Don't Let Enterprise Storage Shortage Ruin Your Day
One of the main concerns of IT industry today is shortage of storage. Being a vital component, storage orchestrates the successful running of a business. There are many different types of storage services, rated on different basis like security measures, access speed, and expandability. Shortage of storage capacity is a big hindrance to organizations as there is continuous influx of data and opting for unreliable storage can result in security repercussions for organizations.
Established organizations prioritize storage maintenance and have teams dedicated to handle their files and data. There are rarely ever such scenarios where large enterprises witness a shortage of storage. But these are the so called tech giants. What about medium and small companies and start-ups?
Smaller businesses usually have a fraction of the storage capacity as that of the bigger and more established enterprises. SMBs to have a department dedicated to handling storage is out of the question, chiefly because of the cost, but also the lack of experienced workforce. What happens when no one maintains the storage and data keeps accumulating? It won’t be long before they run out of data storage space.

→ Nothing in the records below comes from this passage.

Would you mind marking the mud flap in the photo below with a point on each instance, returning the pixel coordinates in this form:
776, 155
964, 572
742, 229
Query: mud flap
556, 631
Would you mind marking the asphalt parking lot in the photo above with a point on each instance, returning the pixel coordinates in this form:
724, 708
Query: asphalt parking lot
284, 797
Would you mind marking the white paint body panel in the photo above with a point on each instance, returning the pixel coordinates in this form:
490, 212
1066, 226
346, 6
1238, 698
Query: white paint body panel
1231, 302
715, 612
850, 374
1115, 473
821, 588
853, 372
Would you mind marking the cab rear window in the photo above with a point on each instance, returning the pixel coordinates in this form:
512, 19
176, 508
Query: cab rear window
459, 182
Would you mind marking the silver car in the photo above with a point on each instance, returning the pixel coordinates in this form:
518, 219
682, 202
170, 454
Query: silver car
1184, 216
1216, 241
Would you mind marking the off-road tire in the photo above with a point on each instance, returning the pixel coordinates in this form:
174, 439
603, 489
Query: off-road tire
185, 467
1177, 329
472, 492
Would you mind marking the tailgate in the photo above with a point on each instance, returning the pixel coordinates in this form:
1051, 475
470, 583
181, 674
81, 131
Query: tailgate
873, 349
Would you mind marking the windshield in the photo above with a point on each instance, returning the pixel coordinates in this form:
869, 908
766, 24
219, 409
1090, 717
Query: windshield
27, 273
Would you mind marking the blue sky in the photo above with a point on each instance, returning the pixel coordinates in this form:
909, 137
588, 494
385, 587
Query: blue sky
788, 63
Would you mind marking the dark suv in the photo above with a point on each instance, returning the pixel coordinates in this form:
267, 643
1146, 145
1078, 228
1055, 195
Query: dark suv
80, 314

While the company might be in a fix under such circumstances, there are a few solutions that can mitigate these problems. The first and foremost option for organizations is to leverage reserve capacity. Reserve storage is the threshold at which indicators point to a shortage of space. This storage, like the reserve fuel in a vehicle, is for emergency purposes only. It can be used but in most cases, it affects the performance and stability of the system.
So in times of emergency, while new data is being stored in reserve storage, one can concurrently free up primary disk space by removing unwanted and unused data. Once this is done, the reserve storage can be restored. But this process can be disruptive as identifying data to be removed is tricky—removing pre-installed software that is an integral part of the system will affect system stability. Administrators must carefully identify the data or files to be removed, which is a process tedious. One can also try pruning or compressing the files to reduce the space they occupy. The important aspect to keep in mind is that this is a temporary process and organizations should find solutions to increase their storage capacity.
Organizations can always buy more storage devices, but there are a number of issues to be wary of. First, there is no assurance that the specifications they need will match the budget. Second, even if it does, there will be a question of whether or not the company’s environment and floor space will support the extra storage drives. And there is also the additional cost of upgrading software that the companies have to take into account.
Firms can also opt for storage-on-demand services, also referred to as utility storages. These storage systems are generally of three types: on-demand, internal utility, and off-site. With on-demand storage, vendors install storage systems configured with more capacity than is needed and users "turn on" additional capacity when required. In case of Internal utility, the IT department pools its storage resources and adds the components necessary to internally administer the storage to the company’s business units based on the demand. And lastly, off-site storages—service providers render off-site storage facilities, typically based on a lease arrangement with SLAs that guarantee quality of service.
Cloud-enabled network cache is another option available to companies. Additionally, there are vendors that offer all-flash network caches that move data to a secure cloud storage location. The addition of a small flash array to existing infrastructure will enhance the system performance.
As it stands, there are a number of options for the smaller businesses to tackle the storage issues, but each has its own pros and cons. It is for firms to analyze their individual needs and deploy the right solution. Everything needs to be taken into perspective here as they need to consider the environment they operate in, the capital they are willing to invest, and also the workforce or more precisely their knowledge force. Whatever their decision, the firms would do well to have a storage capacity plan in place to avoid any undesirable business impact.